Domestic abuse is persistent and controlling behaviour by a partner or ex-partner which causes physical, sexual and/or emotional harm. It often gets worse over time. It is very common. In most cases, it is experienced by women and children and is perpetrated by men.

What is domestic abuse?

Domestic abuse is persistent and controlling behaviour by a partner or ex-partner which causes physical, sexual and/or emotional harm. It often gets worse over time. It is very common. In most cases, it is experienced by women and children and is perpetrated by men.

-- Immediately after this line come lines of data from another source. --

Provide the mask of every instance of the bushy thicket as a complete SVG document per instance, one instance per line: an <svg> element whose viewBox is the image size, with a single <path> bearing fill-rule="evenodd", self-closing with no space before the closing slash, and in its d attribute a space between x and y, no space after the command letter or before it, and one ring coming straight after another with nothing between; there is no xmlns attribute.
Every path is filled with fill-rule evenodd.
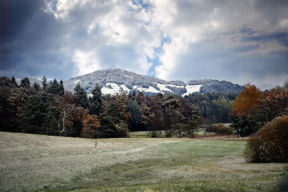
<svg viewBox="0 0 288 192"><path fill-rule="evenodd" d="M205 93L207 92L224 92L226 94L230 92L239 94L241 92L242 87L238 84L234 84L226 81L213 80L201 86L200 88L200 92Z"/></svg>
<svg viewBox="0 0 288 192"><path fill-rule="evenodd" d="M229 113L231 111L238 94L223 92L196 92L185 96L184 98L193 104L199 107L204 121L230 122ZM212 120L213 119L213 120ZM205 123L204 123L205 124Z"/></svg>
<svg viewBox="0 0 288 192"><path fill-rule="evenodd" d="M253 163L288 162L288 116L276 118L247 140L244 152Z"/></svg>
<svg viewBox="0 0 288 192"><path fill-rule="evenodd" d="M0 131L108 138L127 137L131 129L162 130L171 137L174 124L185 125L177 131L187 136L198 126L199 109L180 96L134 90L103 95L96 84L88 97L80 82L74 83L73 94L65 90L62 80L42 79L42 86L31 87L28 78L19 86L14 78L0 78Z"/></svg>
<svg viewBox="0 0 288 192"><path fill-rule="evenodd" d="M226 127L221 123L217 124L215 128L215 132L218 134L230 135L234 132L232 128L230 127Z"/></svg>

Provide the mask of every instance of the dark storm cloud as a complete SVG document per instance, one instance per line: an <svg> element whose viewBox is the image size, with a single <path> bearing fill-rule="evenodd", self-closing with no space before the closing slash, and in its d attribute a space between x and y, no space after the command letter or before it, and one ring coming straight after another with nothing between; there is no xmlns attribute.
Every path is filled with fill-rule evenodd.
<svg viewBox="0 0 288 192"><path fill-rule="evenodd" d="M264 33L257 35L243 37L242 39L242 41L259 41L276 40L283 45L288 47L288 33L283 32L274 33Z"/></svg>
<svg viewBox="0 0 288 192"><path fill-rule="evenodd" d="M0 63L5 72L1 73L59 79L73 73L65 67L71 62L61 51L65 41L62 23L43 11L44 1L1 1L1 5Z"/></svg>
<svg viewBox="0 0 288 192"><path fill-rule="evenodd" d="M1 1L0 75L65 79L112 65L262 89L288 76L287 1L166 3Z"/></svg>

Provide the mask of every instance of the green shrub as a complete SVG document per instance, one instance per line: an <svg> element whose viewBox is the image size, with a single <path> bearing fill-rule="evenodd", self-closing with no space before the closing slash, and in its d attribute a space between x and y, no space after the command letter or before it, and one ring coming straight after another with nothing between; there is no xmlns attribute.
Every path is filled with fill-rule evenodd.
<svg viewBox="0 0 288 192"><path fill-rule="evenodd" d="M288 162L288 116L274 119L247 140L244 153L248 161Z"/></svg>

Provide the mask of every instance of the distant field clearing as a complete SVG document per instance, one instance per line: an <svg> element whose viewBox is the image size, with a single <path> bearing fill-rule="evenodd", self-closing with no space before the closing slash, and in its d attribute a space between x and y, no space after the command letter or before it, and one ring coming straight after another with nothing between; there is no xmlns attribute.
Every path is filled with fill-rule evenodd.
<svg viewBox="0 0 288 192"><path fill-rule="evenodd" d="M276 190L288 164L245 163L245 142L0 132L0 191Z"/></svg>

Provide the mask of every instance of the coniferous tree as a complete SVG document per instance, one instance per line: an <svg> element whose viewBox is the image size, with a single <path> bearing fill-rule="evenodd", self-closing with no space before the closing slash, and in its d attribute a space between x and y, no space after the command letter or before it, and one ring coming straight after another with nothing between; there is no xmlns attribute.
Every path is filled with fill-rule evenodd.
<svg viewBox="0 0 288 192"><path fill-rule="evenodd" d="M63 96L64 94L65 93L65 90L64 89L64 85L63 85L63 81L62 79L60 80L60 83L59 84L59 90L58 90L58 94L60 96Z"/></svg>
<svg viewBox="0 0 288 192"><path fill-rule="evenodd" d="M115 137L118 134L115 123L107 113L100 114L99 119L102 136L105 138Z"/></svg>
<svg viewBox="0 0 288 192"><path fill-rule="evenodd" d="M46 81L47 79L46 79L46 77L45 76L45 75L44 75L43 76L42 80L42 85L43 85L42 87L43 88L43 89L45 90L48 87L48 85L46 82Z"/></svg>
<svg viewBox="0 0 288 192"><path fill-rule="evenodd" d="M46 134L59 135L58 125L61 120L60 108L53 95L44 93L46 94L44 104L46 111L44 113L43 128Z"/></svg>
<svg viewBox="0 0 288 192"><path fill-rule="evenodd" d="M74 94L78 96L81 107L84 109L88 109L88 100L87 94L80 85L80 83L78 83L76 85L76 86L74 89L74 91L75 92Z"/></svg>
<svg viewBox="0 0 288 192"><path fill-rule="evenodd" d="M39 84L35 81L33 83L33 87L37 91L39 91L40 90L40 85Z"/></svg>
<svg viewBox="0 0 288 192"><path fill-rule="evenodd" d="M43 110L43 103L39 95L28 96L24 107L22 131L31 133L40 133Z"/></svg>
<svg viewBox="0 0 288 192"><path fill-rule="evenodd" d="M135 100L130 100L127 108L128 110L131 112L132 115L131 121L132 126L137 126L141 123L142 114L140 111L140 107L137 102Z"/></svg>
<svg viewBox="0 0 288 192"><path fill-rule="evenodd" d="M21 80L20 86L26 89L30 88L30 81L28 77L25 77Z"/></svg>
<svg viewBox="0 0 288 192"><path fill-rule="evenodd" d="M96 84L95 87L92 90L93 96L90 102L94 105L94 113L99 115L102 106L102 92L101 89L99 87L98 84Z"/></svg>
<svg viewBox="0 0 288 192"><path fill-rule="evenodd" d="M16 82L16 79L15 79L15 78L14 77L14 76L12 76L12 78L11 79L11 82L12 84L15 87L18 87L18 83Z"/></svg>
<svg viewBox="0 0 288 192"><path fill-rule="evenodd" d="M107 112L108 115L110 115L112 121L115 124L120 123L120 121L123 119L121 109L117 104L113 102L109 104Z"/></svg>
<svg viewBox="0 0 288 192"><path fill-rule="evenodd" d="M53 82L50 81L50 82L49 83L49 86L48 92L49 93L54 95L59 94L60 86L56 79L54 79Z"/></svg>

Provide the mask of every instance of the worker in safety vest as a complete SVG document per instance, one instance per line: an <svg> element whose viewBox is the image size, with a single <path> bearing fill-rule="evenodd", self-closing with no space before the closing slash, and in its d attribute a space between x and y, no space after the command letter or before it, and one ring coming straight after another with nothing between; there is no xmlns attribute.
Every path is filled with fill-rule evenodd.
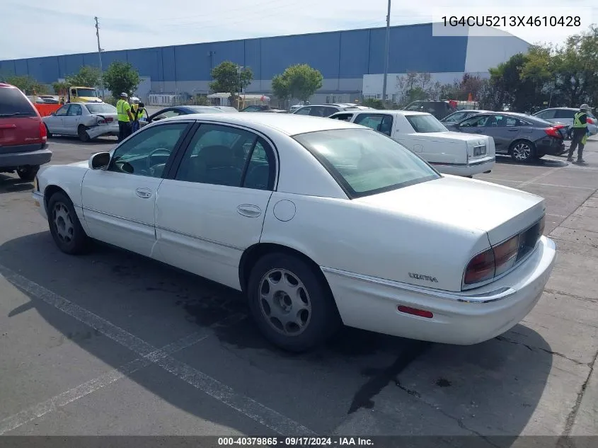
<svg viewBox="0 0 598 448"><path fill-rule="evenodd" d="M575 149L577 149L577 163L583 163L583 148L587 139L587 113L590 112L590 106L587 104L582 104L580 106L580 111L576 113L573 117L573 133L571 137L571 146L569 147L569 156L567 161L573 161L573 153Z"/></svg>
<svg viewBox="0 0 598 448"><path fill-rule="evenodd" d="M127 100L129 96L125 92L120 94L120 99L116 103L116 112L118 114L118 141L122 142L131 135L131 122L133 115L131 113L131 106Z"/></svg>
<svg viewBox="0 0 598 448"><path fill-rule="evenodd" d="M132 103L131 104L131 114L133 115L131 130L134 132L139 129L139 118L143 116L144 108L142 105L139 105L139 98L136 96L131 98L131 103Z"/></svg>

  • – Domestic abuse is not an isolated incident.
  • – It isn’t a fight or an argument.
  • – There may be no bruises.
  • – It is a pattern of dominating and isolating someone through fear and threats or
    undermining their self-confidence and self-esteem.
  • – It can happen if you live with your partner, or if you don’t.
  • – It can be perpetrated by a partner or an ex-partner.
  • – It can happen if you have children, and if you don’t.
  • – It cuts across class, ethnic and social boundaries.
  • – It often involves serious and sustained physical and sexual abuse which can cause
    injuries and lead to long-term health problems.
  • – It can take the form of withholding money and finances, monitoring women and
    children’s movements, restricting what they wear, who they see, where they go and
    what they say, on and offline.
  • – It can be threatening to or distributing intimate images.
  • – It can be manipulating or forcing someone to do something sexual that they don’t
    want to.
  • – It can involve stalking and isolating women from their friends and family.
  • – It can involve physical violence.

To access any of our services call 01698 321 000
No woman or child should be subjected to domestic abuse. If it is happening to you,
please remember, it’s not your fault and we can help.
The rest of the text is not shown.